Uma nova chance
- Lorenzo Franchi
- 14 de mar. de 2017
- 2 min de leitura

Seis meses. Este foi meu período de aprendizado no Grupo RBS/ Diário de Santa Maria. Por este tempo adquiri conhecimento, estofo e experiência.
Em uma das minhas últimas semanas, como de costume, fui atender um cidadão na recepção da entidade. Ouvir reclamações, problemas eram rotina. Mudava o tema, mas não o discurso. Não culpo as pessoas, os problemas de fato existem, e nós (como mídia) devemos cobrar por melhorias.
Peguei meu bloquinho. Atravessei a redação e os corredores. Por trás das portas escuras de vidro estava um senhor calmo, despojado, com vestes claras e apenas a chave do carro em mãos. Apresentei-me. Perguntei seu nome:
- “Sílvio”.
- O que traz o senhor aqui, seu Sílvio? Alguma reclamação? Problema?
- Pelo contrário, meu jovem. Vim agradecer.
- Agradecer!?
- Isso! Quero agradecer o atendimento que tive em um posto de saúde da cidade. Se não fosse eles teria morrido. Passei o Natal mais emocionante da minha vida internado naquela unidade. Posso? Né!?, (disse ele empolgado).

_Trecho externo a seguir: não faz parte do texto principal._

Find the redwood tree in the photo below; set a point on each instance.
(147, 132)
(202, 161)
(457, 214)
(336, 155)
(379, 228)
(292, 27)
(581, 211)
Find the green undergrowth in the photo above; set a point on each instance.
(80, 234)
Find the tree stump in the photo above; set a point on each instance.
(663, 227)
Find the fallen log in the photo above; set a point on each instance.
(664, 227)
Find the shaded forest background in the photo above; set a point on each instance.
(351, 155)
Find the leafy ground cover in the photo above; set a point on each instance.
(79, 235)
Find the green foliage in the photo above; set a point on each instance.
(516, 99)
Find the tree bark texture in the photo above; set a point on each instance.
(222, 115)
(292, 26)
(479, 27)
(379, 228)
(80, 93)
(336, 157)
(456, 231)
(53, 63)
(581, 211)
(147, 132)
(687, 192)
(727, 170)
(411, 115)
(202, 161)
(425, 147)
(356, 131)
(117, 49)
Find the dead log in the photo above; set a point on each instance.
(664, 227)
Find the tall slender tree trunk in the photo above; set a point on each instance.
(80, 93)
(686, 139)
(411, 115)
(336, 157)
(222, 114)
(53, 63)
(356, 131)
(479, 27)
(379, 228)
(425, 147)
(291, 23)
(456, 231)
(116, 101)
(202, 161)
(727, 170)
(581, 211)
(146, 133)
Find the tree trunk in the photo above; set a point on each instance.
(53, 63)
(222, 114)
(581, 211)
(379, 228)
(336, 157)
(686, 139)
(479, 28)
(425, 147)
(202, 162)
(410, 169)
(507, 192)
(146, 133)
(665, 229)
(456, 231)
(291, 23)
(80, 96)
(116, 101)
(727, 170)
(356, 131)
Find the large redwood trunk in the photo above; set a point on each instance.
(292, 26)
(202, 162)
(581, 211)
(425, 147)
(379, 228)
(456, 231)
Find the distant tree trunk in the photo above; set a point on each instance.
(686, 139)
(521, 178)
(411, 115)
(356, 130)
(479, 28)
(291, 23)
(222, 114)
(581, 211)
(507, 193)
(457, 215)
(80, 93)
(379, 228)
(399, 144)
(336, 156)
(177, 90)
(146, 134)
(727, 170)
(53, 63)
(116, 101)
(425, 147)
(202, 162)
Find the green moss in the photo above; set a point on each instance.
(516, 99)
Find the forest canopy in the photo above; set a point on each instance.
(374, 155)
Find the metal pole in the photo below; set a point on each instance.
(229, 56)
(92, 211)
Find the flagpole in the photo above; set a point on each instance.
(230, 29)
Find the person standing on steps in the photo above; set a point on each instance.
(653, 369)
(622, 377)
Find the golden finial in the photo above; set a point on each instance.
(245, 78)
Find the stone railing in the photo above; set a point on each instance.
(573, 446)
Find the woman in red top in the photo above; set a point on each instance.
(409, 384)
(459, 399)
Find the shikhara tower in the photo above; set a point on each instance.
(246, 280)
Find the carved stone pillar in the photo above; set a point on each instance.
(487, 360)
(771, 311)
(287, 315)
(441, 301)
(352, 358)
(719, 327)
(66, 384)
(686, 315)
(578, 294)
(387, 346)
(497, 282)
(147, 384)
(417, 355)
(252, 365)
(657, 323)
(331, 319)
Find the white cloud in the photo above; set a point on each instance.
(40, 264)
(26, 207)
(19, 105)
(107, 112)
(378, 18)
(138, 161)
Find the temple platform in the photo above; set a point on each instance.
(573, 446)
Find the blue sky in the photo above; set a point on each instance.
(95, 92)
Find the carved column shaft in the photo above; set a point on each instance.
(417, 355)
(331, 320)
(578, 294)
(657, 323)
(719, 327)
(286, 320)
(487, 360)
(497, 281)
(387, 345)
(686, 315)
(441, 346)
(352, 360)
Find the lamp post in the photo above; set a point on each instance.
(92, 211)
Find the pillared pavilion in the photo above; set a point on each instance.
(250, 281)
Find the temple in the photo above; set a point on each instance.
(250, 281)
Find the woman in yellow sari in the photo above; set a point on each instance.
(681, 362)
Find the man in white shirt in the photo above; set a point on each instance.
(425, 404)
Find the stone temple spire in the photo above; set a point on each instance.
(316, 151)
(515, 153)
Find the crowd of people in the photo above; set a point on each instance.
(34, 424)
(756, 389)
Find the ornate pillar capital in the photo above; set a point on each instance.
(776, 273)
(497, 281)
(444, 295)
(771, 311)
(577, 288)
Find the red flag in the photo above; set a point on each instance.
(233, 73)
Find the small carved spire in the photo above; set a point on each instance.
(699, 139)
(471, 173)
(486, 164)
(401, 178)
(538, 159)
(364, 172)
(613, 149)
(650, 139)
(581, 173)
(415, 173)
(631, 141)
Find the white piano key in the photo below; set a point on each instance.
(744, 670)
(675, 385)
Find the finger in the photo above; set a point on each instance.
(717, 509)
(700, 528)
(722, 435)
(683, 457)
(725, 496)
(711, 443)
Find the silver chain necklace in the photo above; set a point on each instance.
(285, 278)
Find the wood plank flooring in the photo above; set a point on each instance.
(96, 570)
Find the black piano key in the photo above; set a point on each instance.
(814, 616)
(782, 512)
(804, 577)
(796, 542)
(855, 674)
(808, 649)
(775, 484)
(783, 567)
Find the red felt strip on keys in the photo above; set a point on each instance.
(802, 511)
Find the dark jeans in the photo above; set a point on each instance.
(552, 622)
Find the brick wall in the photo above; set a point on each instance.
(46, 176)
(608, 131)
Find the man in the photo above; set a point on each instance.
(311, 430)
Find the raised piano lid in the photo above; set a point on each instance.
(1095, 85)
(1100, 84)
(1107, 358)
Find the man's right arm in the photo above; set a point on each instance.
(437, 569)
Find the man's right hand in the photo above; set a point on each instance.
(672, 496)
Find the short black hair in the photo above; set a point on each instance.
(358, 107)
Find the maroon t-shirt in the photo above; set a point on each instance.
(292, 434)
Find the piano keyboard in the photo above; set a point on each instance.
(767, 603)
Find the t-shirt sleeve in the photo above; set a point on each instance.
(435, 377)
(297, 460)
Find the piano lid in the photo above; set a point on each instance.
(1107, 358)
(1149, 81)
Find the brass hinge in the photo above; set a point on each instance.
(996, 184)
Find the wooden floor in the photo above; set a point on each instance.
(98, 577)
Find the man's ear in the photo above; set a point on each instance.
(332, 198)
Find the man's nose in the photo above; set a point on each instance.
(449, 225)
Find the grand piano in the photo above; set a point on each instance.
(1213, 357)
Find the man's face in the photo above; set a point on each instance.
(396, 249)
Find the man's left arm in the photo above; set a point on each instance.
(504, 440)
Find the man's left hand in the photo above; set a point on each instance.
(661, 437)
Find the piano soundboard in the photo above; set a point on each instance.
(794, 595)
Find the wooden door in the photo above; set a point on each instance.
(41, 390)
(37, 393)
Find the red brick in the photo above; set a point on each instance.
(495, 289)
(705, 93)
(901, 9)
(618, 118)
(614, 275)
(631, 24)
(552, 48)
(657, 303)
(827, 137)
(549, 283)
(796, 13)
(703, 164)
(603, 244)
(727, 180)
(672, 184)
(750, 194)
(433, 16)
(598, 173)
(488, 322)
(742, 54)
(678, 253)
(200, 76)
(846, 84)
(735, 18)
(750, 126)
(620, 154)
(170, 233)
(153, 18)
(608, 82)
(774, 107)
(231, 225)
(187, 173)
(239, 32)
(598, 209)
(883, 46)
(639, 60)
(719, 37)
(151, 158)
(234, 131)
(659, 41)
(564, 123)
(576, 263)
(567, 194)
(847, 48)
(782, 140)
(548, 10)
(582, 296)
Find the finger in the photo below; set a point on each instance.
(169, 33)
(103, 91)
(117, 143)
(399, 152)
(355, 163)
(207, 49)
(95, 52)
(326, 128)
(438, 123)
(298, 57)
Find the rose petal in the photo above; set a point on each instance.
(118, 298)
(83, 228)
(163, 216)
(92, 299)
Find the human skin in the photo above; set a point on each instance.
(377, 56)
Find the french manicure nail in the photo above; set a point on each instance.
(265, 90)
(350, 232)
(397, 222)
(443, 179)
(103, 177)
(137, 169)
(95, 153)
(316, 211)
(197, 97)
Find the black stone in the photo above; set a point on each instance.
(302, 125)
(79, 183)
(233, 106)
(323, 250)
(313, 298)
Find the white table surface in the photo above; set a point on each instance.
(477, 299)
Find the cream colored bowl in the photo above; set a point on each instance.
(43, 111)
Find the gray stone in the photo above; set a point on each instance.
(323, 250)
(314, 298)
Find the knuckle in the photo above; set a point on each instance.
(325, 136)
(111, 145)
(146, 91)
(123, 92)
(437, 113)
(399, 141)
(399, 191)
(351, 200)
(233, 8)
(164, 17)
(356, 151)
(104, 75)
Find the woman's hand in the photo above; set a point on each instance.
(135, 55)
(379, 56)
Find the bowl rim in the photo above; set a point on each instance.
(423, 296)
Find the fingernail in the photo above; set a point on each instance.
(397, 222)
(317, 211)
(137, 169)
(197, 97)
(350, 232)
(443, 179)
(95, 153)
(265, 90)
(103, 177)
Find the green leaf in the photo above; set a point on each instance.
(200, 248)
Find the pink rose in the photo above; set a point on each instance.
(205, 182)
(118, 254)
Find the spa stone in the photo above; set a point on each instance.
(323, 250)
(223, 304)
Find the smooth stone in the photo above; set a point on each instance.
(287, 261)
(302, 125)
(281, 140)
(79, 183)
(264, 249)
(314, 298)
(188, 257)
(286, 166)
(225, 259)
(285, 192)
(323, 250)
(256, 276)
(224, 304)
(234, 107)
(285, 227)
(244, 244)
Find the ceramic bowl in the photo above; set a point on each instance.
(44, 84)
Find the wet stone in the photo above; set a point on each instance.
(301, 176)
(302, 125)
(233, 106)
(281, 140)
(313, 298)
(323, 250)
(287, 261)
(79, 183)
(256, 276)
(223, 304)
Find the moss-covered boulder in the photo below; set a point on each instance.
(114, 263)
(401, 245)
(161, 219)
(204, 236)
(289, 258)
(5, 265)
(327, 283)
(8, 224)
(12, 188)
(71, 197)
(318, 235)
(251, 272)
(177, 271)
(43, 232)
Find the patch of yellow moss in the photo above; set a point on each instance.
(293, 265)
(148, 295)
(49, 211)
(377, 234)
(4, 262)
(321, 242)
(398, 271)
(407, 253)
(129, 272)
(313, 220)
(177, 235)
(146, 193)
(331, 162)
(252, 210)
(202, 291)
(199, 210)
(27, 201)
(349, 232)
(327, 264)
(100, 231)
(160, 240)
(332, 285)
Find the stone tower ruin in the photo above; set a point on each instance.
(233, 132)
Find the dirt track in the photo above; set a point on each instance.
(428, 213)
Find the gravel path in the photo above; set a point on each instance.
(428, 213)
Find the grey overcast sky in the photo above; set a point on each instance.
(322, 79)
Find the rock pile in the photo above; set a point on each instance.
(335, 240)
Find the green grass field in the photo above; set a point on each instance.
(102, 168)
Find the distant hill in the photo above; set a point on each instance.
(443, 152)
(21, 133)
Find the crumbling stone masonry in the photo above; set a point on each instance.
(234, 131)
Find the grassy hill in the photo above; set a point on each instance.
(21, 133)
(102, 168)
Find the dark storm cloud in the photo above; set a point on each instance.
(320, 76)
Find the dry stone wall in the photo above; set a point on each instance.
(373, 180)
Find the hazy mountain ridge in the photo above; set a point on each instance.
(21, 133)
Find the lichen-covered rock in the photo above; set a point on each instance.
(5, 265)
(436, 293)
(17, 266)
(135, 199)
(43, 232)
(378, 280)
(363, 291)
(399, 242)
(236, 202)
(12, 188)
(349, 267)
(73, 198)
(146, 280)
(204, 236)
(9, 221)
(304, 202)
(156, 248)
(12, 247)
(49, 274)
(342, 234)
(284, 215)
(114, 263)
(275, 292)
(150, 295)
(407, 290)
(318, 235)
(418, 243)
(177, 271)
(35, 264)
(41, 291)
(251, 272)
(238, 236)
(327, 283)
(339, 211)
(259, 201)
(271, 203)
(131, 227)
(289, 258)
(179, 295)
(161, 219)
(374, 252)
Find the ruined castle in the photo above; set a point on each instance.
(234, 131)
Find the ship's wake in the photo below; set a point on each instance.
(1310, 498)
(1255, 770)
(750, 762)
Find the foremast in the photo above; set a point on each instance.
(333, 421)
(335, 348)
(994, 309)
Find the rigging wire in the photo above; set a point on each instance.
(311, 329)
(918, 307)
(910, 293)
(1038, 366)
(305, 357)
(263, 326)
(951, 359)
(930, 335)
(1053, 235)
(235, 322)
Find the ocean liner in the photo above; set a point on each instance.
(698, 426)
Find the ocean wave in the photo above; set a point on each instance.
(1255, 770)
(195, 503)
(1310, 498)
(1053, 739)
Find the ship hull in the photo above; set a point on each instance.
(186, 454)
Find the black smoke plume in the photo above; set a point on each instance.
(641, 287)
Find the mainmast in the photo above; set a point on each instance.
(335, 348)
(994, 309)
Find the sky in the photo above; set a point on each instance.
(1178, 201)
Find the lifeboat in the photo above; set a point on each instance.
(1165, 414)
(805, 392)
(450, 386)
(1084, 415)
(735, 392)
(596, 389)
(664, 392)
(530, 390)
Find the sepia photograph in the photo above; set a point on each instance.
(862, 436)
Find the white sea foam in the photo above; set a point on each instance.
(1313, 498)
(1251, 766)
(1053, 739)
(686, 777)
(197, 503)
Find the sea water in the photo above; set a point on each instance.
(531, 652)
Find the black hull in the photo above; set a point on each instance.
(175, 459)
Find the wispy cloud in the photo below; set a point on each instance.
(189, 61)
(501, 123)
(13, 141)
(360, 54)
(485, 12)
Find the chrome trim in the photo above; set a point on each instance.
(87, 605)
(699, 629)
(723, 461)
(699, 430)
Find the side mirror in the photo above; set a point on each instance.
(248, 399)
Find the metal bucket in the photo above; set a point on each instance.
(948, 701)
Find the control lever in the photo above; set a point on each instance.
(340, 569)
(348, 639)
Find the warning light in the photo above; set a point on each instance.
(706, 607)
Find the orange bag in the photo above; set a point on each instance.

Curioso, perguntei sua idade e o que o levara a UTI: “67 anos. Uma velha veia do coração me causando problemas” – (obstrução) falta de oxigênio.
Em minutos, a carta do leitor estava escrita- Dias mais tarde foi publicada, o que motivou uma série de outras cartas com elogios.
Eram quase 17h, de uma sexta-feira. Minhas páginas estavam desenhadas, não tinha pressa em ouvir (nunca tive, afinal não dispenso uma boa conversa). Estendi meu atendimento, de bom grado. Começamos a conversar sobre o clima, trânsito, até que ele se revelou um amante de Jazz.
O senhor risonho, que antes estava sentado, agora em pé, demonstrava, em gestos, suas peripécias nas noites. “Sílvio Caroço, esse é meu nome artístico. Todos amantes de boa música, que já tenham passado seus 50 anos me conhecem”, Ele dizia, sorrindo.
Uma história levava a outra. A boca estava virada em dentes. Até a dona Luíza, a zeladora da limpeza, se aprochegou para ouvir. “Fui músico. Amo Jazz/Blues. Sou o maior tocador de sax's que essa cidade já ouviu”, comentou.
Quando o papo é bom, o tempo voa. O relógio marcara 17h15min. Seu Sílvio precisava ir. Me deu um abraço, desejou-me um bom ano e saiu.
Ah, antes que me esqueça... Quando foi meia noite de Natal, todos os pacientes e enfermeiros da UTI "aplaudiram a vida", ou como ele falou, “ a nova chance”. No dia 28, ele recebeu alta e foi reencontrar o casal de filhos, os quais não os via há mais de anos, por motivo de brigas.
Segundo seu Sílvio, “todos nós devemos agradecer, pois a cada dia temos a oportunidade de recomeçar”. E, como disse o Rei do Blues, Miles Davis, “ A vida é como Jazz, pode improvisar, mas nunca perder o ritmo...Não se preocupe em tocar notas. Basta encontrar uma bonita (canção).
Ou seja, vamos VIVER. Todos temos problemas, mas há sempre muito mais a agradecer!